Caroline Morgan, DPhil, VP of strategic consulting at Cytel, said the survey confirmed that biopharma companies are already highly invested in data science at an organizational level. Per the report, three-quarters of respondents highlighted that their organization had a dedicated data science department.
“Today, data science approaches are being used across a broad range of data sources from social media data to electronic health records. Unsurprisingly, respondents cited historical clinical trial databases most frequently as a source,” said Morgan.
Most surprising?

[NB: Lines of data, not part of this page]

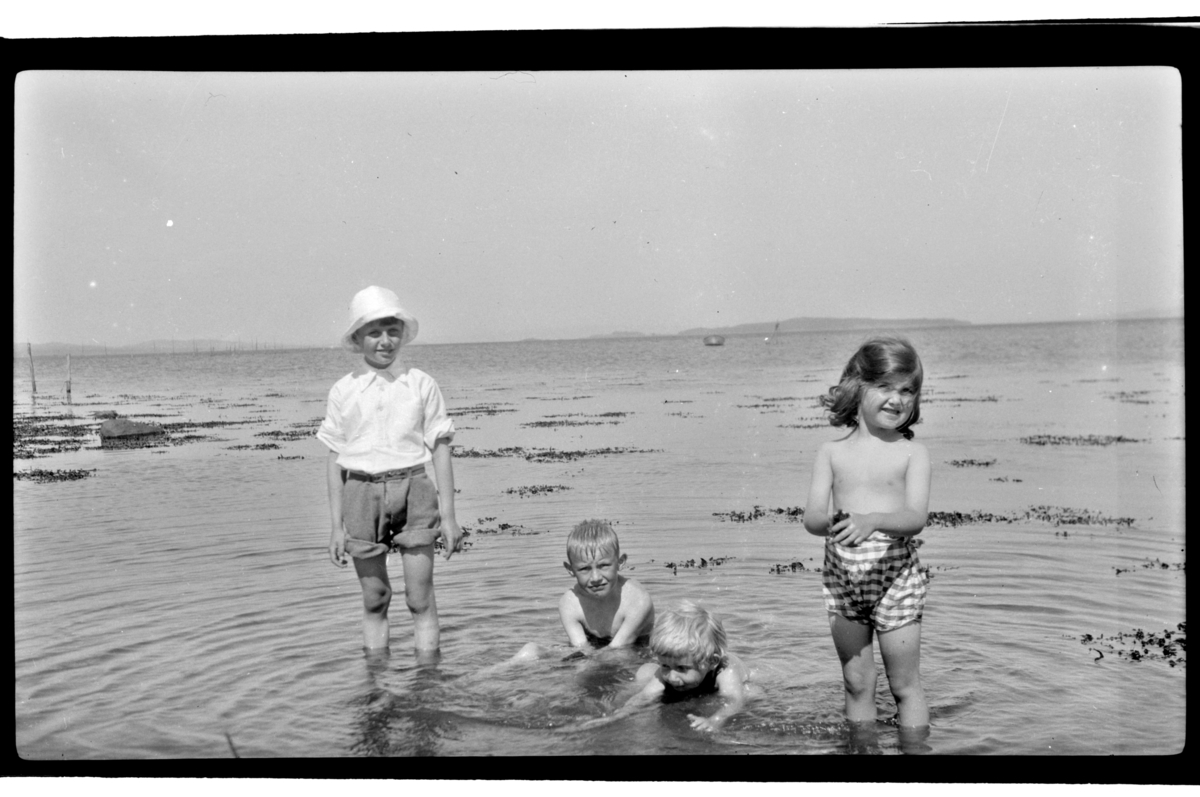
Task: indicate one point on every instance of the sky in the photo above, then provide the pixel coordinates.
(507, 205)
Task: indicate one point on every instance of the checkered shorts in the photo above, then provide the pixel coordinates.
(880, 582)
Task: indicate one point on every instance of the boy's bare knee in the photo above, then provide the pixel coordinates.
(418, 604)
(859, 679)
(904, 688)
(377, 599)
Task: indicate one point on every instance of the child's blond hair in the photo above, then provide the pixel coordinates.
(591, 539)
(690, 634)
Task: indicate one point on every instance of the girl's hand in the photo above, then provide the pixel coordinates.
(852, 529)
(451, 535)
(337, 547)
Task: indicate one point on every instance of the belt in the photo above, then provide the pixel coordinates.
(387, 475)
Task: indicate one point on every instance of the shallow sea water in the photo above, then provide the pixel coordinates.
(183, 593)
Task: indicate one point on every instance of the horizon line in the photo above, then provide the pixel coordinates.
(235, 346)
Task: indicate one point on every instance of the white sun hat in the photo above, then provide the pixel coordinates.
(372, 304)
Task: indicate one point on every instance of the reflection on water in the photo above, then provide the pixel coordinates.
(183, 593)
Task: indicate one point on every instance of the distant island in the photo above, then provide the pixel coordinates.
(825, 325)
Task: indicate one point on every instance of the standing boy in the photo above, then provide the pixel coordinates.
(384, 423)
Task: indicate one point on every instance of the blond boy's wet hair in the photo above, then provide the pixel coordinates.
(690, 634)
(589, 540)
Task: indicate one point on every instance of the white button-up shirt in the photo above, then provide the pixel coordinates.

Forty-four percent of respondents believe that in some cases, real-world evidence (RWE) could replace evidence generated by controlled experimentation for approval of a new drug.

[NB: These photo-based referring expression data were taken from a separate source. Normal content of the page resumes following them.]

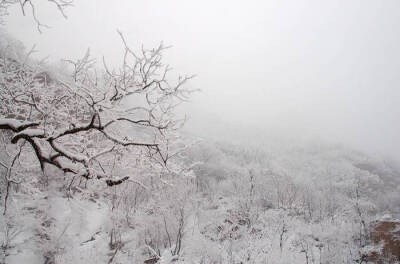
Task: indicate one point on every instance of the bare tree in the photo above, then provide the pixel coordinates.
(76, 123)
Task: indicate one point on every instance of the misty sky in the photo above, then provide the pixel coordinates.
(324, 69)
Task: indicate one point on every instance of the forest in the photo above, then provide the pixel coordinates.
(96, 166)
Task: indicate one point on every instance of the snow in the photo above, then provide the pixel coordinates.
(14, 123)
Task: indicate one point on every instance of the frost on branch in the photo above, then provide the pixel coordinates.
(78, 122)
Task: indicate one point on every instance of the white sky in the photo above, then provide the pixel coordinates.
(326, 69)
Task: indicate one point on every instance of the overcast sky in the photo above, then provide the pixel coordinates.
(324, 69)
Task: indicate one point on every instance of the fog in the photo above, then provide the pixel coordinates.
(300, 69)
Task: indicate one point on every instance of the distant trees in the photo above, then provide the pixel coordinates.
(30, 6)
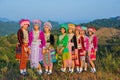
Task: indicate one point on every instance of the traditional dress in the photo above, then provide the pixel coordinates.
(86, 43)
(22, 35)
(72, 45)
(36, 43)
(63, 42)
(22, 38)
(93, 45)
(50, 56)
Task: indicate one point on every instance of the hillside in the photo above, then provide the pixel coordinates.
(106, 22)
(105, 35)
(106, 57)
(9, 27)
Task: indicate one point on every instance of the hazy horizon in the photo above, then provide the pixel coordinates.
(61, 11)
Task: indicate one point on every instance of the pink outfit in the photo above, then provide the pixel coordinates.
(41, 37)
(36, 49)
(93, 46)
(86, 43)
(24, 21)
(70, 44)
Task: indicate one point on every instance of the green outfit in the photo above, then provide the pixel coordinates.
(63, 42)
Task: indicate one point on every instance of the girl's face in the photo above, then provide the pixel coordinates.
(36, 27)
(62, 30)
(25, 26)
(46, 29)
(70, 30)
(90, 33)
(77, 32)
(82, 32)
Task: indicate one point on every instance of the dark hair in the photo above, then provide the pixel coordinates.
(63, 28)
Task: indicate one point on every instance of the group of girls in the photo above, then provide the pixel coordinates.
(76, 49)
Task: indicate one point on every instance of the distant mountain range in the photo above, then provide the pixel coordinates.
(8, 27)
(110, 22)
(4, 20)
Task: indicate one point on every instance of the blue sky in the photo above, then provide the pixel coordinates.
(59, 10)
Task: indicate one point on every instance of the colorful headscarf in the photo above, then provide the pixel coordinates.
(71, 26)
(23, 22)
(37, 22)
(48, 24)
(78, 28)
(84, 28)
(65, 26)
(92, 29)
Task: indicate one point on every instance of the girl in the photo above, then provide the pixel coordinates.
(93, 45)
(22, 35)
(49, 38)
(63, 46)
(80, 49)
(72, 45)
(36, 43)
(86, 43)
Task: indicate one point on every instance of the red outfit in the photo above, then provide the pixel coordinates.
(23, 56)
(93, 45)
(80, 49)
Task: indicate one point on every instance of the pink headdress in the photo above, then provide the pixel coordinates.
(92, 29)
(24, 21)
(78, 28)
(48, 24)
(37, 22)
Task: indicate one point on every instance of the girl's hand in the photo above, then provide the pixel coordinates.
(61, 50)
(43, 51)
(95, 52)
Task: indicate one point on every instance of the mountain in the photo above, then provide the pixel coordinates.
(108, 35)
(4, 20)
(8, 27)
(107, 22)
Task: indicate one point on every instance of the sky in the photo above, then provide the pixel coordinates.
(59, 10)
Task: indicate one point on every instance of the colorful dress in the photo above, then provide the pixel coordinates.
(93, 45)
(63, 42)
(50, 56)
(36, 43)
(23, 39)
(86, 43)
(80, 50)
(72, 45)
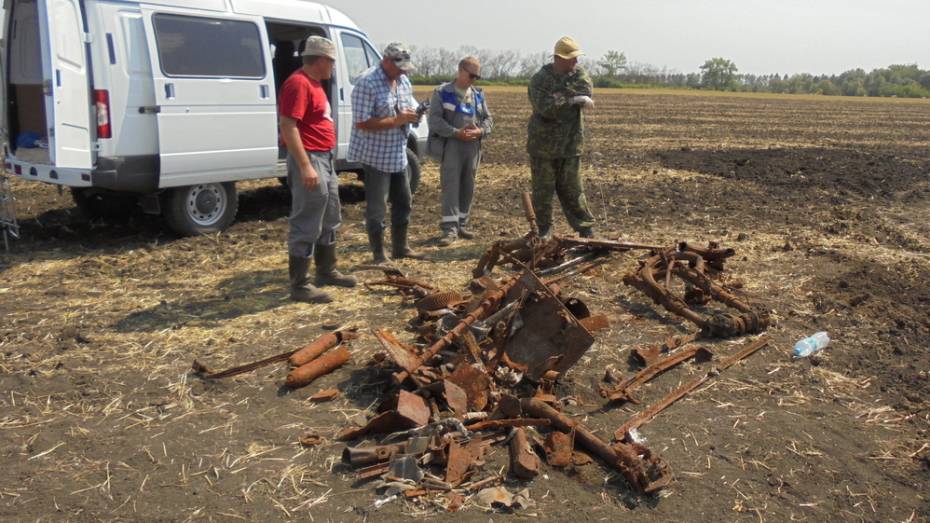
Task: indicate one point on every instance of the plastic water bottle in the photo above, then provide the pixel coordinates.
(808, 346)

Of the respondents who held this view, 80% predicted this could happen within the next decade. “Such a shift could revolutionize drug development, particularly in areas of high unmet medical need such as oncology,” said Morgan.
Conversely, other respondents said RWE would only serve to supplement controlled experimentation for regulatory approval.
Morgan said controlled experimentation remains central to generating evidence, though in circumstances where such evidence is difficult to obtain, “real world data will play a critical role,” she explained.
But what is data science?
While respondents cited investment in data sciences, less than 1 in 7 offered a definition of data science.
For Cytel, Morgan cited David Donaho’s description in the publication 50 Years of Data Science: “Data Science is the science of learning from data; it studies the methods involved in the analysis and processing of data and proposes technology to improve methods in an evidence-based manner.”
“Naturally, as the field evolves and matures, so will the definition,” she added. “We strongly believe that such an evolution will help to unlock the full potential of these approaches for the benefit of society.”
By the numbers:
- Less than 1 in 7 of all respondents suggested a definition of data science
- Three-fourths of respondents said their organizations had a dedicated data science department
- The majority agreed that improved clinical trial design is a goal that will benefit most from data science
- Skill gaps were cited by almost half as a key barrier to greater use of data science
- Nearly half believe the cost of standardizing and cleaning databases to be a challenge for the data science community
- 44% of respondents believed that data science approaches on real-world evidence may in some cases replace controlled experimentation for the regulatory approval of a new drug
The benefits and challenges
Unlocking the potential of RWE to understand better disease patterns and patients outcomes was “overwhelmingly” the greatest perceived opportunity of data science, Morgan explained.
However, challenges remain. For example, Morgan said the question of trust is critical, “we must be able to protect patient privacy while exploiting the valuable insights that real-world patient data could offer.”
She added, “We want to support complex medical decision making while keeping medical professionals in the driver’s seat by providing transparent and controllable algorithms.”
As across many industries and roles, skill gaps also are another major barrier – and one that requires a collaboration to develop the workforces’ expertise in machine learning and artificial intelligence (AI).
Additionally, company silos that exist between analytical disciplines must be bridged, Morgan said.
She added, “The questions of how regulators would incorporate real-world evidence as part of the approval of a new product, and the confidence level that will be required in evidence generated by predictive analytics and AI need to be discussed and addressed.
“Yet, with a changing competitive and regulatory landscape, and access to expertise and technology, adaptive designs are becoming increasingly mainstream.”